Prune old-wood bloomers as flowers fade. The flower buds of this group—which include bigleaf, oakleaf, mountain, and climbing varieties—are produced the previous summer. To avoid accidentally cutting off buds, prune these shrubs before buds start to form, snipping fading blooms just above a nearby leaf node.
Prune new-wood bloomers in late winter. The buds on panicle and smooth hydrangeas form and flower all in one summer, so there's a wider window for pruning. When shrubs are dormant, snip dried flowers just above a leaf node where you'd like two new stems to sprout, or cut back the whole shrub 2 feet from the ground.
All great plant combinations play on similarities and differences. Most of us think of hydrangeas in terms of flower color, but they also offer bold textures with their foliage, and round shapes with their mounding habit and big blooms. As you select neighbors for your shrub, opt for ones that repeat or contrast with some of these features. The following perennials do a little of both; match your shrub with one or more for a no-fail combo.
Ferns Most are fine-textured and vase-shaped, contrasting nicely with the hydrangea's bold, round curves. Two tried-and-true picks are silvery ghost fern or evergreen soft shield fern (shown).
Ornamental grasses Their airy leaves make a stunning counterpoint to the hydrangea's dense, mounding foliage. Consider pairing a hydrangea with Korean feather reed grass, which thrives in part shade and sports pinkish plumes in summer.
Hostas The teardrop leaves of this classic shade dweller echo those of every hydrangea except oakleaf, while their hot and cool hues create contrast. Try pairing a blue-flowering hydrangea, for instance, with a gold-leaved hosta, or a blue-leaved hosta with a shrub that blooms pink.
It doesn't always mean drought. If the plant's leaves are wilty and its feet are wet, you've likely caused root rot by overwatering. Leaves might also wilt in high heat or full sun. In this case, they'll recover overnight. But if it happens daily, a move to a shadier locale is in order.
They often signal a nutrient deficiency. If only new foliage is affected, the plant may need more iron. This condition is called chlorosis and often occurs where soils have a high pH. Amending the soil with chelated iron and mixing in some compost will correct the issue. If only older leaves are yellowing, however, try fertilizing. The shrub may need nitrogen.
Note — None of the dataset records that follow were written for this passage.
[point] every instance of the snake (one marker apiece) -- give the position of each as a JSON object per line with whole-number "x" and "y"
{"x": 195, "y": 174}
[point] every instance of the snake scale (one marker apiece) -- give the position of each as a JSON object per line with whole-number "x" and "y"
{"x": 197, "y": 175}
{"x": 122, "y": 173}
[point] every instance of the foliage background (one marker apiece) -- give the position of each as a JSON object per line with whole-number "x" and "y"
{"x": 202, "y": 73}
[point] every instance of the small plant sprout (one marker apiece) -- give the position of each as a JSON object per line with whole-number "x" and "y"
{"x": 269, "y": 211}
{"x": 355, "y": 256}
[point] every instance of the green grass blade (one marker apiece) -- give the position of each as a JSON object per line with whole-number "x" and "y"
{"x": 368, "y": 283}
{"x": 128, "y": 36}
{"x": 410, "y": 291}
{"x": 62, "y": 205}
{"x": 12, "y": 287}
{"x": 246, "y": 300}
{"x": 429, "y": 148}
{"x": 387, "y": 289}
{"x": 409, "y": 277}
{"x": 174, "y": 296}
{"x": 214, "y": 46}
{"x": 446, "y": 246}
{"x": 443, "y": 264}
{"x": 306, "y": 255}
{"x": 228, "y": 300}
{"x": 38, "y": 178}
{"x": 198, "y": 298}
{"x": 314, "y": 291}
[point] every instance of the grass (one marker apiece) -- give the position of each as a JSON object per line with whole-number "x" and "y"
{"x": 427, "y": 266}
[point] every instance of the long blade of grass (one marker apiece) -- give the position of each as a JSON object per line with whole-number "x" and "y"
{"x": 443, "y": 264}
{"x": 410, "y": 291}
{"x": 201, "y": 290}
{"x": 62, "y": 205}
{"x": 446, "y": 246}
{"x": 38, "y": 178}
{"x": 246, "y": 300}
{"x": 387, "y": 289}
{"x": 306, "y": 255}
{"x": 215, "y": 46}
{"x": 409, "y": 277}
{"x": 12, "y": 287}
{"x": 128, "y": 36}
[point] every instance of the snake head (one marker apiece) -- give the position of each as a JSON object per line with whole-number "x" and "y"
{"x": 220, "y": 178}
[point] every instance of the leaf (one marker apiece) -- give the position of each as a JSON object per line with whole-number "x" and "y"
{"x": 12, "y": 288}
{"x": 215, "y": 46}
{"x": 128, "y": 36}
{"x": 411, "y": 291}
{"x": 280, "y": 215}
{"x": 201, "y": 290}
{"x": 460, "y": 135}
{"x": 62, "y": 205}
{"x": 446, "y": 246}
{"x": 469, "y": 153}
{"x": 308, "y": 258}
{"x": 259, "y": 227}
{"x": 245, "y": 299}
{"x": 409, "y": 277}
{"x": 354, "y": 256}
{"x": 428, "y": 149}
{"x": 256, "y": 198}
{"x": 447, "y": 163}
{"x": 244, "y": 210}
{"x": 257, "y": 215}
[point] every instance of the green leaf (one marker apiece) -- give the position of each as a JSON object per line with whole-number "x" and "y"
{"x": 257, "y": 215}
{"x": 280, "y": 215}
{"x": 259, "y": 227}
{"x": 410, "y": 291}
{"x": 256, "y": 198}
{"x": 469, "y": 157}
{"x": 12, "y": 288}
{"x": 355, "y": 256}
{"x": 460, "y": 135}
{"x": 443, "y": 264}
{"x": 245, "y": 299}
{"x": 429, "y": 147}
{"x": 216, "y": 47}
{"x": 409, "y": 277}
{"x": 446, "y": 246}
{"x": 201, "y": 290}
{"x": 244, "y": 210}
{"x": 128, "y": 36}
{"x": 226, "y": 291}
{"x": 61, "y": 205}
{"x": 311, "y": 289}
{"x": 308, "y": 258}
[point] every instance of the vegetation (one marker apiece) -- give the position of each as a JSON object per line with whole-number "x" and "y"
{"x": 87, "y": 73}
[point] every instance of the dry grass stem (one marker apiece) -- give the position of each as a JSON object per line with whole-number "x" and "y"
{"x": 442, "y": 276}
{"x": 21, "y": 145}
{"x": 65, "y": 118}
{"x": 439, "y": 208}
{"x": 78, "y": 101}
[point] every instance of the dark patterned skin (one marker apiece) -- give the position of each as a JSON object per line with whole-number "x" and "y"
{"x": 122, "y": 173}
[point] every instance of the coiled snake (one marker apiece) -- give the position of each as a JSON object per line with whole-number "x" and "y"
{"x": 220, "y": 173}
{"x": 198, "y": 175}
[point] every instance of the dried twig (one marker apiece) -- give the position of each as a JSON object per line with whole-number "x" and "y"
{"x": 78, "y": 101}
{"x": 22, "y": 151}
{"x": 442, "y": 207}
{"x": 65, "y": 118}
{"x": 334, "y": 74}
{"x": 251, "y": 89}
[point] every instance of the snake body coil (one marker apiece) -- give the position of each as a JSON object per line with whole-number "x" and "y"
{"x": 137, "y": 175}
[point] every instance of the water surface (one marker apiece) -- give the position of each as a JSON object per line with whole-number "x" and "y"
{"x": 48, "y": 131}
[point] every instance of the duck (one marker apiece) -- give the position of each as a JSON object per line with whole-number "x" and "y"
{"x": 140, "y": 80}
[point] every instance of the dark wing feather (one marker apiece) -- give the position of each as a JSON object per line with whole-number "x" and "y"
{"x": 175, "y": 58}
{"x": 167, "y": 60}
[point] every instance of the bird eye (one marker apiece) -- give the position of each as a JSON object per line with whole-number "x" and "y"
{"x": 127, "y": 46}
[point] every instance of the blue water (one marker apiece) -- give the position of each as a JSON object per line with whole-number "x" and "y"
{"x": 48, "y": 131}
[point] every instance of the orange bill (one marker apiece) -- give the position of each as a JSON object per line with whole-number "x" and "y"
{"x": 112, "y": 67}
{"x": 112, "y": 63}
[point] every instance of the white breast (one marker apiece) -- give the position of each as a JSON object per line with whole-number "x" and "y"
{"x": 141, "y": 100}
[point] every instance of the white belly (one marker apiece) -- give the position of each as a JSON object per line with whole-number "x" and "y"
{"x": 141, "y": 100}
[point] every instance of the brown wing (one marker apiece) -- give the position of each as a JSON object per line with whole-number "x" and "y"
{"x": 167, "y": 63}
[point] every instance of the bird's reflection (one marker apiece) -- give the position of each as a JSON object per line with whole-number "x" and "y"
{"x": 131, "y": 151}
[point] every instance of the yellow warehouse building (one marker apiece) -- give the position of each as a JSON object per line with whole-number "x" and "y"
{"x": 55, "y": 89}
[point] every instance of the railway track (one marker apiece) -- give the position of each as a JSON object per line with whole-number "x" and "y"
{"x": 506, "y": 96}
It's a symptom of powdery mildew. It might look like a dusting of confectioners' sugar, but it's actually a fungal disease. Plants growing in sites with high humidity and poor air circulation are especially vulnerable. Transplanting or pruning back neighboring plants can help tilt conditions in your shrub's favor, as can removing any affected foliage in fall to prevent the disease from wintering over.
This has several causes. Pruning at the wrong time of year and mistakenly snipping off buds is a common culprit. But an extra-harsh winter or a planting site with too much shade are also possible causes.